Interestingly, we found that none of the most specific technical approaches we mentioned in our survey received strong support from more than a few experts, although the largest plurality emerged in support of probability theory. There was, however, strong agreement among the experts that integrating a wide range of approaches was better than just focusing on a single approach. There were a few who were highly bullish on robotics as the correct path to AGI in the relatively near term, whereas the rest felt robotics is probably not necessary for AGI.
Impacts of AGI
In science fiction, intelligent computers frequently become dangerous competitors with humanity, sometimes even seeking to exterminate humanity as an inferior life form. And indeed, based on our current state of knowledge, it’s hard to discount this as a real possibility, alongside much more benevolent potential outcomes. To probe this issue, we focused on the “Turing test” milestone specifically, and we asked the experts to think about three possible scenarios for the development of human-level AGI: if the first AGI that can pass the Turing test is created by an open source project, the United States military, or a private company focused on commercial profit. For each of these three scenarios, we asked them to estimate the probability of a negative-to-humanity outcome if an AGI passes the Turing test. Here the opinions diverged wildly. Four experts estimated a greater than 60% chance of a negative outcome, regardless of the development scenario. Only four experts gave the same estimate for all three development scenarios; the rest of the experts reported different estimates of which development scenarios were more likely to bring a negative outcome. Several experts were more concerned about the risk from AGI itself, whereas others were more concerned that humans who controlled it could misuse AGI.

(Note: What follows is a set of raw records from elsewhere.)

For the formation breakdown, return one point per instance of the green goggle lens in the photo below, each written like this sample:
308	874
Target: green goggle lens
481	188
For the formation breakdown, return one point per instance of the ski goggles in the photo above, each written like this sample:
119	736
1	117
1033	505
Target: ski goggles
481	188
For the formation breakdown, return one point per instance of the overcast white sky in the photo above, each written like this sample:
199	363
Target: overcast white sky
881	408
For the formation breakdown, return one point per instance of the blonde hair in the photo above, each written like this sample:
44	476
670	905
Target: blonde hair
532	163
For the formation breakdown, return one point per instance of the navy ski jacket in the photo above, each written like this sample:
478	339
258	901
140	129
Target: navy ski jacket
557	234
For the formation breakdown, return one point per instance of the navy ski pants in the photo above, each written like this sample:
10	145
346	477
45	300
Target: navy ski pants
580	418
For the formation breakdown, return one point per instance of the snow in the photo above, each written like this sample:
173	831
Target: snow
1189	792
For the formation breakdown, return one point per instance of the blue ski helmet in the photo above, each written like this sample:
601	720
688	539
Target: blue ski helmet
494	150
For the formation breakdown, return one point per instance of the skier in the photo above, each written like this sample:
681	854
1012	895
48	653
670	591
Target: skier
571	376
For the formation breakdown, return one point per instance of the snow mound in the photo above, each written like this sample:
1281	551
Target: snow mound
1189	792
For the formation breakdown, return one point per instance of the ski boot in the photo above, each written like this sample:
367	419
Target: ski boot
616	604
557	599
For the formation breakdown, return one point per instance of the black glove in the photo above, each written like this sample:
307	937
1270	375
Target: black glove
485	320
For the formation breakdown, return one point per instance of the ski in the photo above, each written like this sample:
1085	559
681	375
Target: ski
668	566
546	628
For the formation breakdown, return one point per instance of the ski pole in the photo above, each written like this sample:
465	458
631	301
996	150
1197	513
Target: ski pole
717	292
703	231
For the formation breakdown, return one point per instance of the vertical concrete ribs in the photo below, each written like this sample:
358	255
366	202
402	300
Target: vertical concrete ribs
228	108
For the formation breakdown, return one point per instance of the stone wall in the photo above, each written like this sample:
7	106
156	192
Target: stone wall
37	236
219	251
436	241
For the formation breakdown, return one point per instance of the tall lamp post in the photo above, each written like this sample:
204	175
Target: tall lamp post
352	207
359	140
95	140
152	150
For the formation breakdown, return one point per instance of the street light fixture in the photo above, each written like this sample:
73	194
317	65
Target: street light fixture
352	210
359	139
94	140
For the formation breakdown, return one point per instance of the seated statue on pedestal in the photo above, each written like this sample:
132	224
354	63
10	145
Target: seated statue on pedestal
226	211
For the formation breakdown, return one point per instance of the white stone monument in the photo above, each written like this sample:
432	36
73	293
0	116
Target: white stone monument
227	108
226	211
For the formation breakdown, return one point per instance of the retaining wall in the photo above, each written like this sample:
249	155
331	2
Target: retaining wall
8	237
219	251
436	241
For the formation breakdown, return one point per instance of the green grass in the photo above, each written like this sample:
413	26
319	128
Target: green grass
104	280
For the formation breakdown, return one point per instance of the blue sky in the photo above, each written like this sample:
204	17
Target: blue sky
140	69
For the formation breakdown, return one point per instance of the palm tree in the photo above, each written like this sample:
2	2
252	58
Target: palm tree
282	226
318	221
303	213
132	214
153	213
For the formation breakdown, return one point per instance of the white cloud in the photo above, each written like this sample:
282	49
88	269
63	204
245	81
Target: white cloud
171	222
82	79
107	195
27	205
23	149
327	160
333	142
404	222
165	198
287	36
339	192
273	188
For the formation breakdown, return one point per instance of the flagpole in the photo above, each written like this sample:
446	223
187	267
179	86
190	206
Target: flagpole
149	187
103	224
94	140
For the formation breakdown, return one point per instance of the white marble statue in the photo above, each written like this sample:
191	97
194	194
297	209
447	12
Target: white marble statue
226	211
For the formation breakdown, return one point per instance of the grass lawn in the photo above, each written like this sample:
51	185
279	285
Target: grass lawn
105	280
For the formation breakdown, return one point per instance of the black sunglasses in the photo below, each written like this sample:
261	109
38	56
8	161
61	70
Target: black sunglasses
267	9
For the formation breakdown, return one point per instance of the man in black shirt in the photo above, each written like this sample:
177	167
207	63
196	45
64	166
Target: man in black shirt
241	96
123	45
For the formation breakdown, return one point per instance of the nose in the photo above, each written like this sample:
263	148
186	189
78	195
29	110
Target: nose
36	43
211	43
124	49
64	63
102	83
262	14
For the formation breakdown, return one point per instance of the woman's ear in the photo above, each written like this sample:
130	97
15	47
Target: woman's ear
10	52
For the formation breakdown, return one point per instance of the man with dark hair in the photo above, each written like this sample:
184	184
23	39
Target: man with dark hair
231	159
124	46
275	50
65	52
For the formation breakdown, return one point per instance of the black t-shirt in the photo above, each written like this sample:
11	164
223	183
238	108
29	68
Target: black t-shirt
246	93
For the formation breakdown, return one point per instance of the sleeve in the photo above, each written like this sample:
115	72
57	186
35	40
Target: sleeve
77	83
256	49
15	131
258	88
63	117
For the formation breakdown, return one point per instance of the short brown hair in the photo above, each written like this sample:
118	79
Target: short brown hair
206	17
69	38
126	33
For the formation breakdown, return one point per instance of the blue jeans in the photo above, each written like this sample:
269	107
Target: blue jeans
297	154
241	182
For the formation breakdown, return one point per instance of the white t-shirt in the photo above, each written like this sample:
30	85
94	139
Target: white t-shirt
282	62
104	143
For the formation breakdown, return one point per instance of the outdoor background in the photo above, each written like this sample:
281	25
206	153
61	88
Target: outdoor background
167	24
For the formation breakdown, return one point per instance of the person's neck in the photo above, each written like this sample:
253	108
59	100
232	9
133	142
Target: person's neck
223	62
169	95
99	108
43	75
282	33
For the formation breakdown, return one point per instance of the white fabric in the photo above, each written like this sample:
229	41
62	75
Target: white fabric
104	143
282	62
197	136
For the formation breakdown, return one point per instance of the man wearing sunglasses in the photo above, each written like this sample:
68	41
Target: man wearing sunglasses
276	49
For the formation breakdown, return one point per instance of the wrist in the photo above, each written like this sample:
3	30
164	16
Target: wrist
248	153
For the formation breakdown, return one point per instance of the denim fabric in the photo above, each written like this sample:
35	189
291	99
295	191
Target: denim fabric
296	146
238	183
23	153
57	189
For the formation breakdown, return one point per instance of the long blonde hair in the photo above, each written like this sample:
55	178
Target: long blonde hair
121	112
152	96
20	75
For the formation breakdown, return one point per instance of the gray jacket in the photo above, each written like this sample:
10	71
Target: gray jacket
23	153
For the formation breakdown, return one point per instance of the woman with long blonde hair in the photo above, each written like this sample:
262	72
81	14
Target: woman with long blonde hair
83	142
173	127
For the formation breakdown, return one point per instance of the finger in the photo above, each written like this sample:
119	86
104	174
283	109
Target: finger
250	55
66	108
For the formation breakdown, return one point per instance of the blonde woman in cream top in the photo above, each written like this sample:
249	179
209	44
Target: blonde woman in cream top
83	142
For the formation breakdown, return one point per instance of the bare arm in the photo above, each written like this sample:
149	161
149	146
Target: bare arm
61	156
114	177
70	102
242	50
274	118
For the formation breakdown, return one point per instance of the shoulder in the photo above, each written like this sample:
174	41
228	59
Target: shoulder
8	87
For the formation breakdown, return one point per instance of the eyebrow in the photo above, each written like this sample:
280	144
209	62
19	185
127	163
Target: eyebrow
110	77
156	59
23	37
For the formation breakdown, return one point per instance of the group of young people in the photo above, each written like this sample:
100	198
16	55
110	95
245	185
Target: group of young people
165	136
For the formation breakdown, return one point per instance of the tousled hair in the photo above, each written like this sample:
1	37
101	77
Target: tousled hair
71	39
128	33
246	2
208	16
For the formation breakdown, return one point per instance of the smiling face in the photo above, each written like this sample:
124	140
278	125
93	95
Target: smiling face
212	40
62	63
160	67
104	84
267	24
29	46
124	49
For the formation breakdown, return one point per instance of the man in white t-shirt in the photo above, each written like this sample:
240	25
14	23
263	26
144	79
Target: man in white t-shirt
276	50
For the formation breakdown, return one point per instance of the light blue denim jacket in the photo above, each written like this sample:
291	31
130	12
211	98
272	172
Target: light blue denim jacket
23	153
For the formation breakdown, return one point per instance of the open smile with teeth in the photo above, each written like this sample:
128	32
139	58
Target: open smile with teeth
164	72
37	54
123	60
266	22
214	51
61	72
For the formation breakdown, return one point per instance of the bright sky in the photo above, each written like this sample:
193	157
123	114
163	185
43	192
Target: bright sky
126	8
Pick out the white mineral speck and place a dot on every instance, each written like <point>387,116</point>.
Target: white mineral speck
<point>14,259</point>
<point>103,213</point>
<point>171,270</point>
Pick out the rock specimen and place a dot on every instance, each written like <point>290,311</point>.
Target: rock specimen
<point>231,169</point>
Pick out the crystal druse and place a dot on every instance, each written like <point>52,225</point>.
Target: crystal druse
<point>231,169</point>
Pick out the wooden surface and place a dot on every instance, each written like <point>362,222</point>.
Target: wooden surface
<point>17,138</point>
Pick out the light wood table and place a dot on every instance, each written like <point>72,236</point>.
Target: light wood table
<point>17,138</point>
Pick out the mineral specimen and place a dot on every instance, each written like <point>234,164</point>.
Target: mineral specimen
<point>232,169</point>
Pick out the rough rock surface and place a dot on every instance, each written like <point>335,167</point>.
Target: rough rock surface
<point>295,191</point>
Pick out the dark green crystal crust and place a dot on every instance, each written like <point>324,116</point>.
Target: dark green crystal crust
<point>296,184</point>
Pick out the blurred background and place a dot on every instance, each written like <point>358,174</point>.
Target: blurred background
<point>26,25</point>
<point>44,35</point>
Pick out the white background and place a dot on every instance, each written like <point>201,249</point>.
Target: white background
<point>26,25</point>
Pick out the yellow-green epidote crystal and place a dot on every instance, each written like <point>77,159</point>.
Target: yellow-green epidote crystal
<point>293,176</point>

Several experts noted potential impacts of AGI other than the catastrophic. One predicted “in thirty years, it is likely that virtually all the intellectual work that is done by trained human beings such as doctors, lawyers, scientists, or programmers, can be done by computers for pennies an hour. It is also likely that with AGI the cost of capable robots will drop, drastically decreasing the value of physical labor. Thus, AGI is likely to eliminate almost all of today’s decently paying jobs.” This would be disruptive, but not necessarily bad. Another expert thought that, “societies could accept and promote the idea that AGI is mankind’s greatest invention, providing great wealth, great health, and early access to a long and pleasant retirement for everyone.” Indeed, the experts’ comments suggested that the potential for this sort of positive outcome is a core motivator for much AGI research.
To successfully emulate a human, a computer might have to disguise many of its abilities, masquerading as being less intelligent…
We know of two previous studies exploring expert opinion on the future of artificial general intelligence. In 2006, a seven-question poll was taken of a handpicked group of academic AI researchers (mostly not focused on AGI in their research) at the AI@50 conference. Asked “when will computers be able to simulate every aspect of human intelligence?”, 41% said “more than 50 years” and 41% said “never.” And in 2007, the futurist entrepreneur Bruce Klein gave an online survey that garnered 888 responses, asking one question: “When will AI surpass human-level intelligence?” The bulk of his respondents believed that human-level artificial intelligence would be achieved during the next half century.
In broad terms, our results concur with those of the two studies mentioned above. All three studies suggest that significant numbers of interested, informed individuals believe it is likely that AGI at the human level or beyond will occur around the middle of this century, and plausibly even sooner. Of course, this doesn’t prove anything about what the future actually holds — but it does show that, these days, the possibility of “human-level AGI just around the corner” is not a fringe belief. It’s something we all must take seriously.